Ahrensburger Jäger an der Weißen Elster
Juni 2019
Seit 1965 begeht der ehrenamtliche Bodendenkmalpfleger Wolfgang Bernhardt den »Rosinenberg« bei Oberthau und sammelte so rund 1400 Silexartefakte, welche auf einer Fläche von 400 Quadratmetern auf der Oberfläche verstreut lagen. Oberthau ist ein Ortsteil des Dorfes Ermlitz und gehört zur Gemeinde Schkopau im Saalekreis. Unweit der Grabungsstelle befindet sich die Autobahn A14, die im Schkeuditzer Kreuz auf die A9 trifft und dort einen wichtigen Verkehrsknotenpunkt bildet.

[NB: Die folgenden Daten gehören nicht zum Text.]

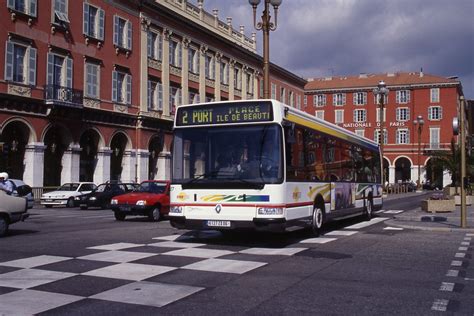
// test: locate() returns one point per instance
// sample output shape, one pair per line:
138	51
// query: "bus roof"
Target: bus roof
283	112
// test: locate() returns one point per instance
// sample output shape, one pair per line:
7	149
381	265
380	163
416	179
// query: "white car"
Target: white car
66	193
21	189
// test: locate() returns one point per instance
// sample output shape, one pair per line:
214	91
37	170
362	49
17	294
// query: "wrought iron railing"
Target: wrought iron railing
63	95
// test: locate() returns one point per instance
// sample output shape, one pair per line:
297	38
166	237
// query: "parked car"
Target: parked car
12	209
151	198
22	189
65	194
100	196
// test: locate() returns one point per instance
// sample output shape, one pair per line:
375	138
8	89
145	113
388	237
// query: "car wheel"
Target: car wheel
3	226
70	202
119	216
369	209
154	214
317	220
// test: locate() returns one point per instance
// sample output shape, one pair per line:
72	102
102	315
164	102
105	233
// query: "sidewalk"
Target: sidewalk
418	219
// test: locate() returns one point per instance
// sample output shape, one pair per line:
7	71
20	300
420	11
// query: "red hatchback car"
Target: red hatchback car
151	198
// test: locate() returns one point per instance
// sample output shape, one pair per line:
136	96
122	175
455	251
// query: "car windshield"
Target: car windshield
243	156
152	187
69	187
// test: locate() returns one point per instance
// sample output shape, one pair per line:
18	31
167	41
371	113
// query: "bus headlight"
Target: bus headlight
176	209
270	211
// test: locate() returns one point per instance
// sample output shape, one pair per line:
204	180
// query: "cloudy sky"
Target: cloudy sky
317	38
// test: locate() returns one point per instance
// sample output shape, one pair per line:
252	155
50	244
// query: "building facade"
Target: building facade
349	101
89	88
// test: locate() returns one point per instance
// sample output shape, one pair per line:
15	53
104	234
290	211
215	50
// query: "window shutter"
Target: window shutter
129	35
68	72
116	21
50	79
149	104
32	66
33	8
101	24
160	96
85	24
114	86
180	56
149	44
9	61
129	88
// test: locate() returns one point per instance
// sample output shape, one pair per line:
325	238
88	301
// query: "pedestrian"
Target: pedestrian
5	185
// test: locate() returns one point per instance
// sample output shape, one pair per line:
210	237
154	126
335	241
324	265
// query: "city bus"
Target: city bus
263	165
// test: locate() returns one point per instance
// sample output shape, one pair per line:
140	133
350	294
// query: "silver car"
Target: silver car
22	189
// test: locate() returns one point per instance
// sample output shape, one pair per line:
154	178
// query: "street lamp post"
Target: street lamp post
419	122
381	92
266	25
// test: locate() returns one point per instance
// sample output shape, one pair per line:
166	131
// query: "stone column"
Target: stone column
202	73
33	160
102	169
165	73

Etwa 800 Meter südlich des Fundplatzes fließt die Weiße Elster, welche an dieser Stelle nicht breiter als 20 Meter ist. Die Landschaft ist geprägt von den Hügeln und Feuchtgebieten der Elsteraue, sowie von der intensiven Landwirtschaft in der Region.

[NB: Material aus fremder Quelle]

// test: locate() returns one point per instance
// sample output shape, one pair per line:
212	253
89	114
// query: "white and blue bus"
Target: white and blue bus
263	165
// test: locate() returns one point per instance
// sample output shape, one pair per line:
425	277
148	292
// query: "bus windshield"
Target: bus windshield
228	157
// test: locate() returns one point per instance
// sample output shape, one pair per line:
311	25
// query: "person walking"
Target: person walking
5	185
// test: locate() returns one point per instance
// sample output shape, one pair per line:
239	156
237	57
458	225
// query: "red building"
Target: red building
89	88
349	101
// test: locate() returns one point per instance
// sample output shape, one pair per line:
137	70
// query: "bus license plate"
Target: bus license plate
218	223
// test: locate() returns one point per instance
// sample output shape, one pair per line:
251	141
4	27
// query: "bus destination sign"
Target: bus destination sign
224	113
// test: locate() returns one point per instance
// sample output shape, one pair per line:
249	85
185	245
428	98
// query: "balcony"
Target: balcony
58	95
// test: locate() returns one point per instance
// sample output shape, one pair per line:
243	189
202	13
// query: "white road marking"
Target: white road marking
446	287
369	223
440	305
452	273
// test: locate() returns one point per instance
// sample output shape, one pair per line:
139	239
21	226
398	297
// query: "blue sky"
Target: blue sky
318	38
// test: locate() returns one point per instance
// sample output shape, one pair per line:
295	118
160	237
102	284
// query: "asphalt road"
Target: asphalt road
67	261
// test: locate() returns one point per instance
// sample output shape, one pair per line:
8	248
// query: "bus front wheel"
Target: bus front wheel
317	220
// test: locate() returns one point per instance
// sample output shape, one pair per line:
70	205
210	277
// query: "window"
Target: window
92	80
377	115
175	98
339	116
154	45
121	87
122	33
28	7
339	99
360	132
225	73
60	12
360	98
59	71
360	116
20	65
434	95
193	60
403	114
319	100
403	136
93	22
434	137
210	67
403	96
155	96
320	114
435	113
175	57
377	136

Die Ahrensburger Kultur gehört in eine besonders spannende Phase an der Wende von der letzten (Weichsel-)Eiszeit zur warmzeitlichen geologischen Gegenwart (Holozän). Nachdem es im Gefolge des letzteiszeitlichen Kältemaximums seit etwa 17.000 vor Christus allmählich wärmer geworden war und erste Steinzeitpopulationen das Flachland des nördlichen Mitteleuropa erneut zu besiedeln begannen, kam es vor etwa 12.680 »Warvenjahren« (gezählt anhand jahreszeitlich geschichteter Ablagerungen in Skandinavien) zu einer plötzlichen Abkühlung, die etwa ein Jahrtausend andauerte. In dieser Zeit stießen vor allem auf der Nordhalbkugel die Gletscher wieder vor, in Skandinavien verschwanden die Nadelwälder und die Tundra breitete sich aus. Die Ahrensburger Jäger waren nach den Grabungsergebnissen von Alfred Rust auf den Fundplätzen des namengebenden »Meiendorf-Ahrensburger Tunneltals« nördlich von Hamburg, spezialisierte Rentierjäger. Sie lebten in einer Region am Südrand der Ostsee, die auch das südliche Nordseeküstengebiet umfasste und die damals wegen des in den Gletschern gespeicherten Wassers noch großflächig trocken liegende südliche Nordsee selbst.Über die Ursache der nach der arktischen Pflanze Dryas octopetala»Jüngere Dryaszeit« benannten plötzlichen Abkühlung gibt es verschiedene Hypothesen.Diese reichen von Vulkanausbrüchen bis zum Einschlag eines Kometenbruchstücks. Freigesetzte Staubmassen hätten dann die Sonne verdunkelt und damit die Abkühlung bewirkt (Wolbach 2018).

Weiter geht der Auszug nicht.